I fell silent. That was the lie Gabriel had told.
“You had a brain bleed, and it was hard to get the Medigel in place to stop the bleeding. If anyone else had been with you, those hits would have caused you to die from the trauma. Twice, your heart stopped. Once there, once when we got here and moved you. Shift saw the lights go out, for lack of a better way to explain it.”
“Fuck,” was all I could respond with. “Okay, yeah that explains that… but I’m alive. I’ll give her a call after I’m fully up and running.” She nodded in a way that signaled relief and approval. “Thank you, Hyobin. I… you really are insanely dope. When did you learn to do surgery, exactly?”
She shrugged. “Kind of just came to me…” she lied with a half smile, getting out of the bed.
While she shuffled around looking for clothes, I extended my mind, connecting my cyber deck to my fake eye… which looked to be in the living room?

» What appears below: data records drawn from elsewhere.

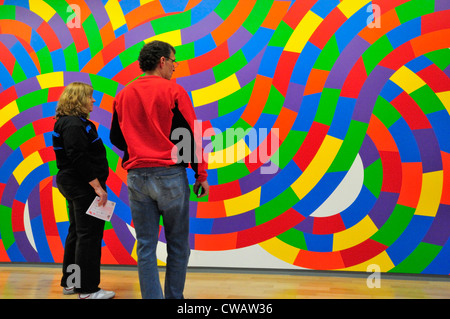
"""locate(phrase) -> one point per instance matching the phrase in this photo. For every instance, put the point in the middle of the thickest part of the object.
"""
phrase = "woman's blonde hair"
(74, 100)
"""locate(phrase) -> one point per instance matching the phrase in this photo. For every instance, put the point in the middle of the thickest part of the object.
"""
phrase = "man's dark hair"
(152, 52)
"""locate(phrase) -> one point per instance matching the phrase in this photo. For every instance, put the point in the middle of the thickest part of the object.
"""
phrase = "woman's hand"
(99, 191)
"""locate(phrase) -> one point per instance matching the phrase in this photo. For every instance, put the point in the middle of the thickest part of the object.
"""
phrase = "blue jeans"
(156, 192)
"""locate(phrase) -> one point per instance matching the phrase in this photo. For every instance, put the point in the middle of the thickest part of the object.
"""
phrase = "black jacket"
(80, 153)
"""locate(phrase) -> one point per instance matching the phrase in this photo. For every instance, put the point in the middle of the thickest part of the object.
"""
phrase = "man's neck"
(154, 72)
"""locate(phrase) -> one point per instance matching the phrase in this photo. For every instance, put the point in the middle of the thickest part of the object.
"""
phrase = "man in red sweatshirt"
(146, 115)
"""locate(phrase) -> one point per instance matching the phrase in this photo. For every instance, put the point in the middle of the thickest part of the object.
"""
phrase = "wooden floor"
(42, 282)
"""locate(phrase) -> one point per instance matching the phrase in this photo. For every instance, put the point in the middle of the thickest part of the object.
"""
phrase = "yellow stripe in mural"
(303, 32)
(354, 235)
(318, 166)
(115, 14)
(280, 249)
(430, 194)
(172, 37)
(27, 166)
(445, 99)
(42, 9)
(243, 203)
(8, 112)
(216, 91)
(50, 80)
(59, 206)
(350, 7)
(407, 80)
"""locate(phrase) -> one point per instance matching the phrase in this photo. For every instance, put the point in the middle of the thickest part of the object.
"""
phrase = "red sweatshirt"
(145, 113)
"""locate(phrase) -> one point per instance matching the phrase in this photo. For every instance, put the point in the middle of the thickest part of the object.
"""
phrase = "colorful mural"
(346, 104)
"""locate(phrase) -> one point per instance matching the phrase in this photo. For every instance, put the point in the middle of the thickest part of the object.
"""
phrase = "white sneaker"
(101, 294)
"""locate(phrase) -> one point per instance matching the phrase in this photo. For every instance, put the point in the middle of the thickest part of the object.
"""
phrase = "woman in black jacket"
(83, 170)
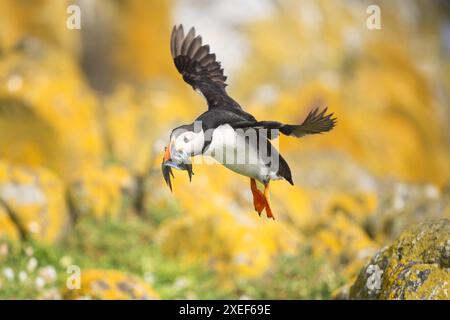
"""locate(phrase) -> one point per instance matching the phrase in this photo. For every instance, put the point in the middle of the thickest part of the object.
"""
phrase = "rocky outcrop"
(32, 203)
(415, 266)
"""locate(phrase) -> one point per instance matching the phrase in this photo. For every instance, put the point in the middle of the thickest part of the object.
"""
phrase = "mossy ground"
(127, 245)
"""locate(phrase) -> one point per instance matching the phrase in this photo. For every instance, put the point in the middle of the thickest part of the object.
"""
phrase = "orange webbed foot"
(259, 201)
(269, 212)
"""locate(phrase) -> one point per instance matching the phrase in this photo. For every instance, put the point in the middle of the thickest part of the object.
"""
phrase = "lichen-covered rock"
(401, 205)
(48, 115)
(110, 285)
(415, 266)
(101, 192)
(344, 242)
(32, 203)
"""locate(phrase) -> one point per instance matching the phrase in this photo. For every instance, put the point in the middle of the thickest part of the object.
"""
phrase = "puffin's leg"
(259, 201)
(268, 206)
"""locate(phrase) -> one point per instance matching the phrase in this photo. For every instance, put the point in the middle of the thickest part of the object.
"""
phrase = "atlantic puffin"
(225, 131)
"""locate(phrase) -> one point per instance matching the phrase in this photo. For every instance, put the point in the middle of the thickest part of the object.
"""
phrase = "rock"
(110, 285)
(32, 203)
(101, 192)
(402, 205)
(415, 266)
(343, 242)
(48, 115)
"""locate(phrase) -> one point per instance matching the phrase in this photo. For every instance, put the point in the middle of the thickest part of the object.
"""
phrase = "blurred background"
(85, 115)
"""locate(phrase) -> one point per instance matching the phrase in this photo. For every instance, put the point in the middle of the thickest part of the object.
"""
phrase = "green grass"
(127, 244)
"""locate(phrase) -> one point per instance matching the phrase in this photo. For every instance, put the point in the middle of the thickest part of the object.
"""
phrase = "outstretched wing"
(200, 68)
(315, 122)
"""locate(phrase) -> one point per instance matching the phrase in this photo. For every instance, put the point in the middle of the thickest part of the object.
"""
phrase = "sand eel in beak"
(225, 131)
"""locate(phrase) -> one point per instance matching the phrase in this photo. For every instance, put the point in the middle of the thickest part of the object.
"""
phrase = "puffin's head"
(185, 141)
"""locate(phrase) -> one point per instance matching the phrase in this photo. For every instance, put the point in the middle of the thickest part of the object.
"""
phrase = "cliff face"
(415, 266)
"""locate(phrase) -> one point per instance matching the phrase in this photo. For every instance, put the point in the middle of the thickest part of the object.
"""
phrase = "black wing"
(200, 68)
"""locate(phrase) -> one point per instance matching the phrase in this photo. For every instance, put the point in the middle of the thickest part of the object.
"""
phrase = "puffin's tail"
(315, 122)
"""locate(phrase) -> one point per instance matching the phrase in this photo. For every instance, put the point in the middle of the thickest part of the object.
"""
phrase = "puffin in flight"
(225, 131)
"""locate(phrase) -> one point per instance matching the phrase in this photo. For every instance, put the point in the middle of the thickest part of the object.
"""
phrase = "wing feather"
(200, 68)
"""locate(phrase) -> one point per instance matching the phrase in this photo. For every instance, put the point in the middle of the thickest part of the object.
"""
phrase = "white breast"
(238, 152)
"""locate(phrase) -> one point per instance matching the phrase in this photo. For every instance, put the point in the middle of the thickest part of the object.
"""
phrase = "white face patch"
(189, 143)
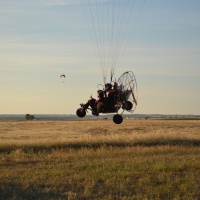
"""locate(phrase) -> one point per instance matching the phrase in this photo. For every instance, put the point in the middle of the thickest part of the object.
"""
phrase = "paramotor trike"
(123, 99)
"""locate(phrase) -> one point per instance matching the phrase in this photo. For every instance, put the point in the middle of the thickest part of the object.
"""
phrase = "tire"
(117, 119)
(80, 113)
(127, 105)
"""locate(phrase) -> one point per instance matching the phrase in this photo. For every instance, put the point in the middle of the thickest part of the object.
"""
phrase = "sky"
(42, 39)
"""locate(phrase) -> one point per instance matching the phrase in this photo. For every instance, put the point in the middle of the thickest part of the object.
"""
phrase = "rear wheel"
(117, 119)
(127, 105)
(80, 113)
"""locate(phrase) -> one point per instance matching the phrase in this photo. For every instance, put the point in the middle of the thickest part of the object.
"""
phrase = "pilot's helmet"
(108, 86)
(100, 91)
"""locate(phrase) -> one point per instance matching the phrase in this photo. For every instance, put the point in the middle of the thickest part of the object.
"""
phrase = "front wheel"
(127, 105)
(80, 113)
(117, 119)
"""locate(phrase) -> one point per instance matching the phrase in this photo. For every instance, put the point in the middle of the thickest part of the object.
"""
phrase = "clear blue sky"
(42, 39)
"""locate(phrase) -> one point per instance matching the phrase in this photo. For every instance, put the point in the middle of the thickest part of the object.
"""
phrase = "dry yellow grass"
(131, 131)
(139, 159)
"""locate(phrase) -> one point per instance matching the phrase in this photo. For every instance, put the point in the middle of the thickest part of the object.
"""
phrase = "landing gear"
(117, 119)
(81, 113)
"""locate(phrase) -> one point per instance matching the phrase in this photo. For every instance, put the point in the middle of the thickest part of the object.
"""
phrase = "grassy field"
(139, 159)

Gabe stared into it, pulling away a sharp tool and mouthing something I couldn’t make out.
“Well, he’s certainly added some things to the eye,” I told Hyo, noticing a few colors I had never seen before. “That’s going to take some getting used to.”
“TURN IT OFF!” he finally hollered, and I chuckled, shutting the connection between my brain, the cyberdeck, and my eye off.
“Wait…” I commented, flicking the lights on in the room with a thought and sitting up. “I know this place… this room used to be…” I trailed and the door opened.
When I locked eyes with Millie, she did NOT look happy. In fact, she looked like she hadn’t slept for a month. “Mine. Yes. You’re up now, so I’d like my space back, if you don’t mind. Good morning Hyobin,” she offered with a wave, and then frowned back at me again before slamming the door shut.
Well, so much for the hatchet being buried.